Sur la demande de dommages et intérêts pour préjudice distinct résultant du licenciement brutal et vexatoire et du préjudice matériel
Au vu de ce qui précède, M. C A ne démontre pas que la société DIMOMIX a commis des actes vexatoires à son égard à l’occasion de son licenciement. Il convient de rappeler qu’il était assisté d’une déléguée du personnel lors de l’entretien qui n’a formulé aucune remarque dans son attestation (pièce 19) sur les conditions dans lesquelles cet entretien s’est déroulé. La mise à pied conservatoire n’est pas abusive dès lors qu’elle a été ordonnée dans le cadre d’un licenciement pour faute grave, aujourd’hui confirmé par le présent arrêt.

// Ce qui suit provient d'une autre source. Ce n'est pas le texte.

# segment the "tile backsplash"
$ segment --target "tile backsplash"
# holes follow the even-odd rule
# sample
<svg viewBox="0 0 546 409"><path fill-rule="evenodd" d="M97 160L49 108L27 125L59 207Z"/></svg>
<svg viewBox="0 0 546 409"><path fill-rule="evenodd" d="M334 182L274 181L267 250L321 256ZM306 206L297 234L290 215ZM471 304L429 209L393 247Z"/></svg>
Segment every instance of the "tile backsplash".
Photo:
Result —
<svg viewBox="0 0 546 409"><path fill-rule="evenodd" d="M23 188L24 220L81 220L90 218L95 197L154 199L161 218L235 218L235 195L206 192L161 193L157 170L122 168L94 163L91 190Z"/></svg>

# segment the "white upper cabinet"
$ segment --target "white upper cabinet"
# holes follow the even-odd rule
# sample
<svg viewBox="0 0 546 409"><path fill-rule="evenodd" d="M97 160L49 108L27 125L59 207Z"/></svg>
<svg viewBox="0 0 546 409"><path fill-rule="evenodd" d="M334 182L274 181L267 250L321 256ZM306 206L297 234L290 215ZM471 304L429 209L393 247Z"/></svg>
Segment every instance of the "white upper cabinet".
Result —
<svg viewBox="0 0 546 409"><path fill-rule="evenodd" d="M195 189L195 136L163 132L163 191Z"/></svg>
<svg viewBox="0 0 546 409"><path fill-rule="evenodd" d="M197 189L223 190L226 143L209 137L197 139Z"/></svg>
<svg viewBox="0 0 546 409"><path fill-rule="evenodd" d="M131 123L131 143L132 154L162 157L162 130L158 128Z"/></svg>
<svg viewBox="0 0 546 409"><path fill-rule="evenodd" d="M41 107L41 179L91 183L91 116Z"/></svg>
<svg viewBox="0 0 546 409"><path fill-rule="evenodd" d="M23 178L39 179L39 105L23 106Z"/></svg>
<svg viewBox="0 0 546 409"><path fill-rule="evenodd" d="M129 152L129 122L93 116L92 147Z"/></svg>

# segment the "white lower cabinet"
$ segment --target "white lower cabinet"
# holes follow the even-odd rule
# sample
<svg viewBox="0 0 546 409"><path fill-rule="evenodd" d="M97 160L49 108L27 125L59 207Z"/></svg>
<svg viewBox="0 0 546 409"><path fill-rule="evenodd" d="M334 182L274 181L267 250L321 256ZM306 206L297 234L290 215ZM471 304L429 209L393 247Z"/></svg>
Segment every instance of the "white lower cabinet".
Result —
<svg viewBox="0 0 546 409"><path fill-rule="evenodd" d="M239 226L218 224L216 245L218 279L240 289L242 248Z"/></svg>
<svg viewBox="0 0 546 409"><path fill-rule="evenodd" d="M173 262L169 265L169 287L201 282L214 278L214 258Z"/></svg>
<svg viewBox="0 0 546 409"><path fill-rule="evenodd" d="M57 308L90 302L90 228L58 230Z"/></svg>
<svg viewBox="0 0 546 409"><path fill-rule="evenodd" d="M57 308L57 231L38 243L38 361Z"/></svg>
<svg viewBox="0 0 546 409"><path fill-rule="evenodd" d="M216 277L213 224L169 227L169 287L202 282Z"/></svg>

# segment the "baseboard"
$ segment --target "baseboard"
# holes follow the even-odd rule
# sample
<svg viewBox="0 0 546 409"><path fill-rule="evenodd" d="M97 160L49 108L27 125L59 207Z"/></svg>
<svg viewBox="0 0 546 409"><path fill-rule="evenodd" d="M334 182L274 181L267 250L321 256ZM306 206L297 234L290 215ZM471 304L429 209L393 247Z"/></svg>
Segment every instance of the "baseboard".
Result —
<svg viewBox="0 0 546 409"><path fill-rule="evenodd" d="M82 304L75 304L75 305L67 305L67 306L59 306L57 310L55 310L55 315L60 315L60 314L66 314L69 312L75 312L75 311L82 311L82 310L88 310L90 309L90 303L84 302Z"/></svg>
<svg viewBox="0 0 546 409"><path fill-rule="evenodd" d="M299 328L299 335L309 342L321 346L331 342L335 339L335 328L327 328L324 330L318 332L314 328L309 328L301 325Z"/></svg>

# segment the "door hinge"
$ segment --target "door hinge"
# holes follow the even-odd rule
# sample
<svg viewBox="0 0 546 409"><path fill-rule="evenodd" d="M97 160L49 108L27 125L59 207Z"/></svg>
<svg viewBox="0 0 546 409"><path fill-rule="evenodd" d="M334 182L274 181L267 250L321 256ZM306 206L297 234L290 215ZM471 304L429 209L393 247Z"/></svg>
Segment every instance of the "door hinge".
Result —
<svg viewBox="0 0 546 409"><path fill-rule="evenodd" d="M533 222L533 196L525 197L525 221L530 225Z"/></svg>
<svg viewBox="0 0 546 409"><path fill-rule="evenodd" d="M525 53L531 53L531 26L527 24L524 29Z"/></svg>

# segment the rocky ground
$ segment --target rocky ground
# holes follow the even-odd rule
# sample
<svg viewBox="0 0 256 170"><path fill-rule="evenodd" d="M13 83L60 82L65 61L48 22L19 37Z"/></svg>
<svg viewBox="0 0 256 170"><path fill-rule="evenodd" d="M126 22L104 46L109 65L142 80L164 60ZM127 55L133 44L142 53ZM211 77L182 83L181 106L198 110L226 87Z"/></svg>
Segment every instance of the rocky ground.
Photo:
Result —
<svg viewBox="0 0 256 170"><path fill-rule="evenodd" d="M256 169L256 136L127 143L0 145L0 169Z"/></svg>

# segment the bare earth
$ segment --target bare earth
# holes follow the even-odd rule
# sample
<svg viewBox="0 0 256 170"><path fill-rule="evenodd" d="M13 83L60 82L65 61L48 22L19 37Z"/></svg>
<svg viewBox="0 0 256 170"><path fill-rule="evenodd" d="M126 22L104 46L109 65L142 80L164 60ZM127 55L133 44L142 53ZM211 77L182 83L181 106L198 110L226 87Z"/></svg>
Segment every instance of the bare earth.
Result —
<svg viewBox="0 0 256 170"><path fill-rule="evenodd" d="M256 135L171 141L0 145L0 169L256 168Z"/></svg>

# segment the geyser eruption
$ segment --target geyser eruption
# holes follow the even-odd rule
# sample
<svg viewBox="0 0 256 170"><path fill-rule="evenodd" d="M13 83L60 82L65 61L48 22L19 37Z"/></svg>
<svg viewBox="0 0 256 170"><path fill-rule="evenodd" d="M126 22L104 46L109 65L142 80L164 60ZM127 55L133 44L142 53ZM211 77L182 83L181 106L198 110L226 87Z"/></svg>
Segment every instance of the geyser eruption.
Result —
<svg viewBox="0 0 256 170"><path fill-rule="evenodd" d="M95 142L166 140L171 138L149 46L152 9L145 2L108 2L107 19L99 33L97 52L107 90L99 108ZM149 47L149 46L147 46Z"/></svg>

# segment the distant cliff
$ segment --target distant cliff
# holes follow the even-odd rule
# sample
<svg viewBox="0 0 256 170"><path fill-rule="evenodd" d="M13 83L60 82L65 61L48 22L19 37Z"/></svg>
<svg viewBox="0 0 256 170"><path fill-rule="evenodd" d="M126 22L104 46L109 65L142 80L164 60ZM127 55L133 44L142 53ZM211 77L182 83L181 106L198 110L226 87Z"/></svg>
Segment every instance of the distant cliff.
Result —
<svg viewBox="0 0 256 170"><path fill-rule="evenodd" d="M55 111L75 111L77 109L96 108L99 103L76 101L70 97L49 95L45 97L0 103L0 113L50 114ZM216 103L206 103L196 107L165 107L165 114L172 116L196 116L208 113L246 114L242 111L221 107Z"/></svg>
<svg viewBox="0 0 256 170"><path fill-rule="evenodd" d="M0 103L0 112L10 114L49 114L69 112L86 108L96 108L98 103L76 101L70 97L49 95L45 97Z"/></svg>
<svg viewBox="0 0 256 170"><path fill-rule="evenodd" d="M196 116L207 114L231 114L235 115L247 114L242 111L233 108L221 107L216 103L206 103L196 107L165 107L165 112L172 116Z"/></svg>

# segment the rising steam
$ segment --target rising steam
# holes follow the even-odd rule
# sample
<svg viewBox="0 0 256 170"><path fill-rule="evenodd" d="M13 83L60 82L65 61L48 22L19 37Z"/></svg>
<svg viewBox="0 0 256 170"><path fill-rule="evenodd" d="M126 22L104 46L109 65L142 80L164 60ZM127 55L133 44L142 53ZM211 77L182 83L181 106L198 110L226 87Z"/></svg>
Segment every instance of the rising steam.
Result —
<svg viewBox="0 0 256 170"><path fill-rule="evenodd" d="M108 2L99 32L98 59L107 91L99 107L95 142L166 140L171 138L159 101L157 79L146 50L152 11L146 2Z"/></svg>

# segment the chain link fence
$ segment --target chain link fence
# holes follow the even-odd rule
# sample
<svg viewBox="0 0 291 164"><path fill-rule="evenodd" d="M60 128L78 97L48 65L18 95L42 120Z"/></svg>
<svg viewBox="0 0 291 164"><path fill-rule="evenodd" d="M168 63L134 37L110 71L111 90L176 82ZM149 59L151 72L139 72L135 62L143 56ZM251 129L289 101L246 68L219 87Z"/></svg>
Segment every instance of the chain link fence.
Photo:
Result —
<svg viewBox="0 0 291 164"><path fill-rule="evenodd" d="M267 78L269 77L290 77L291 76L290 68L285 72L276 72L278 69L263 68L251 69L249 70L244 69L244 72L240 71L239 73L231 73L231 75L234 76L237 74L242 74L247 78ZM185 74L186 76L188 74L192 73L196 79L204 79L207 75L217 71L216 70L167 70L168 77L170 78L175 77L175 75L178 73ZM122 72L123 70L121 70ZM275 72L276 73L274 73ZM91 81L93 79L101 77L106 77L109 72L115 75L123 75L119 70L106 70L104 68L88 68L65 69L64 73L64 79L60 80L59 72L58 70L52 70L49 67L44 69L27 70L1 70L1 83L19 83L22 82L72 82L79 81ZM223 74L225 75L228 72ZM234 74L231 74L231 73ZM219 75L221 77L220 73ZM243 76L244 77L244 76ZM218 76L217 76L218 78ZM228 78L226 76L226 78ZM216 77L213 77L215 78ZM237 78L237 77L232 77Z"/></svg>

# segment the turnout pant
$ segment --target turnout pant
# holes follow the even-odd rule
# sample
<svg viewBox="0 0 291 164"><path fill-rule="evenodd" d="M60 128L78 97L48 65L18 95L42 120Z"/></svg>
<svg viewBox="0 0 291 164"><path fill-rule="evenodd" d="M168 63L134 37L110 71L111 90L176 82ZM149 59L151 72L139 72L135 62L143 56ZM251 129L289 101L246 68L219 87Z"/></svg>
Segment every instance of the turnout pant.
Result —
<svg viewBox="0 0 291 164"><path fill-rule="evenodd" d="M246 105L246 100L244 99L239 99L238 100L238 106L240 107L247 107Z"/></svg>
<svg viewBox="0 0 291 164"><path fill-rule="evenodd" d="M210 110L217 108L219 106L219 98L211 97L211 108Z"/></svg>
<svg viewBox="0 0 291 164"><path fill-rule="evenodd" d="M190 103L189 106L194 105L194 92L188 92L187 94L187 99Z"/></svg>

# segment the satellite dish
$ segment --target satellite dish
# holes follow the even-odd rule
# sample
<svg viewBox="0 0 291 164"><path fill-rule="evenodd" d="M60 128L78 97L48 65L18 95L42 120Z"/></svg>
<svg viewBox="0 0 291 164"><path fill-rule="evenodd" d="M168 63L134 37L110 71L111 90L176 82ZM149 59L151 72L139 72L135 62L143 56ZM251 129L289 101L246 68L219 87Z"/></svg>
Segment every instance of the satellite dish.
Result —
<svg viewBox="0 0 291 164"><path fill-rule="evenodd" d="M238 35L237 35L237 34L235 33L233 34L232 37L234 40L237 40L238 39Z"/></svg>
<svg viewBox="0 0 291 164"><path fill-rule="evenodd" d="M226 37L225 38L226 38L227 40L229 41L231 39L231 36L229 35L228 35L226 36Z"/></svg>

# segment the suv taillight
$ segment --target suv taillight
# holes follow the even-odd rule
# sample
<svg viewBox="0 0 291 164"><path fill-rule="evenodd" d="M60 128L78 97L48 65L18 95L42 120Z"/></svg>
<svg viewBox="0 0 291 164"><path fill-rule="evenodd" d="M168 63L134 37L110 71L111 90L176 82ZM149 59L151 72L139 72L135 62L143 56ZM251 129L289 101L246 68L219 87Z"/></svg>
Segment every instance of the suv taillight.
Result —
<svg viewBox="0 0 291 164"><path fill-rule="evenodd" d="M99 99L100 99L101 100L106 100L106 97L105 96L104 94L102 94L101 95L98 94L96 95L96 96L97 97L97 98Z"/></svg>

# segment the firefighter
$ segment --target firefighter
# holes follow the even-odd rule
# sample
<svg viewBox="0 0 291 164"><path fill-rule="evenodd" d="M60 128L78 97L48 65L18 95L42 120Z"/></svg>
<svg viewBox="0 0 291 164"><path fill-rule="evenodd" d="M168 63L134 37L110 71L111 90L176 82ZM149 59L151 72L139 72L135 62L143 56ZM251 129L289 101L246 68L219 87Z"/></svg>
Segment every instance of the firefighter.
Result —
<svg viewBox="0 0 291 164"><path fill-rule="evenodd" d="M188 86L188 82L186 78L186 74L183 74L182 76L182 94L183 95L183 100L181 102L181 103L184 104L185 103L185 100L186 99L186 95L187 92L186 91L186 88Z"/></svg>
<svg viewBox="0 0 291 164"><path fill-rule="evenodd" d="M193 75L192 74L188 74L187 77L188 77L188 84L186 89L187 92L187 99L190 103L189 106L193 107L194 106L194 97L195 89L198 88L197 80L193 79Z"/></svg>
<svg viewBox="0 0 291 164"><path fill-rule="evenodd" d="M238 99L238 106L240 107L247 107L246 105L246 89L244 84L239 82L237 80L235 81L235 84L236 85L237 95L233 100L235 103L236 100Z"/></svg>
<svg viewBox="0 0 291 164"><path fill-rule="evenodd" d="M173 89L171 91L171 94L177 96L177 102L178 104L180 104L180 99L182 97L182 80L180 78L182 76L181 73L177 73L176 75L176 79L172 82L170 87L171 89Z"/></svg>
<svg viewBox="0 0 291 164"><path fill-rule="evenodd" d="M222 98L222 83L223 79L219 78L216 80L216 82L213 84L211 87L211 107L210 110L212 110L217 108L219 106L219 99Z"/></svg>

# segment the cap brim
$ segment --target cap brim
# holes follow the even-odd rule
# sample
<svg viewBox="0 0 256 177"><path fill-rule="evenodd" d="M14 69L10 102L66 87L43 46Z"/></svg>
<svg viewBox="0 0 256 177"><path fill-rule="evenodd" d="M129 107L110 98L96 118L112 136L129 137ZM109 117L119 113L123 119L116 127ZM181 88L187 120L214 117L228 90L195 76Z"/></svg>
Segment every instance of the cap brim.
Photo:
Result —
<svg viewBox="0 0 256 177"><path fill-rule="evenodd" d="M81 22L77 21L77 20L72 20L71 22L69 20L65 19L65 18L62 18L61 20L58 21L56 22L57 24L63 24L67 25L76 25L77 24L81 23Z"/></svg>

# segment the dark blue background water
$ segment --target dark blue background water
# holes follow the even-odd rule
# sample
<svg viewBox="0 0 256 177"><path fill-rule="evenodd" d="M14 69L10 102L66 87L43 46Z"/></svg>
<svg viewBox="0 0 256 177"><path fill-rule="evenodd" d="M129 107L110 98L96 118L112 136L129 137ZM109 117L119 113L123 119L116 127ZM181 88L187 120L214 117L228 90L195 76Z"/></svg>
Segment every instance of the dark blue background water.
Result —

S’agissant du préjudice matériel invoqué, M. C A ne justifie pas que la société DIMOMIX ne lui ait pas restitué les objets qui se trouvaient dans son bureau. Il y a d’ailleurs lieu de s’étonner qu’à l’occasion de sa restitution des objets appartenant à la société le 16 juin 2017 (pièce 12), il n’en ait pas profité pour se rendre à son bureau et ainsi récupérer ses effets personnels. Il convient de confirmer le jugement du conseil de prud’hommes du 5 mars 2019 de ce chef.
Sur les dépens
En application de l’article 696 du Code de procédure civile, M. C A, partie perdante, sera condamné aux dépens.
Sur l’article 700 du code de procédure civile
Il convient de condamner M. C A à payer à la société DIMOMIX la somme de 1500 euros.
PAR CES MOTIFS :
La cour statuant publiquement, contradictoirement et en dernier ressort,
Confirme partiellement le jugement du conseil de prud’hommes de Saint-Denis du 5 mars 2019 sauf en ce qu’il a dit que le licenciement était justifié par une cause réelle et sérieuse en écartant la faute grave et condamné la société DIMOMIX aux indemnités y afférentes, en ce qu’il a dit la procédure de licenciement irrégulière et en ce qu’il a condamné la société DIMOMIX à un article 700 et aux dépens ;
Statuant à nouveau des chefs infirmés;
Dit que la procédure de licenciement de M. C A est régulière;
Dit que le licenciement de M. C A est justifié par une faute grave;
Condamne M. C A à payer à la société DIMOMIX la somme de 1500 euros au titre de l’article 700 du code de procédure civile ;
Condamne M. C A aux dépens d’instance et d’appel dont distraction au profit de Me F G conformément à l’article 699 du code de procédure civile.
Le présent arrêt a été signé par Nathalie COURTOIS, présidente de chambre, et par Nadia HANAFI, greffière à laquelle la minute de la décision a été remise par le magistrat signataire.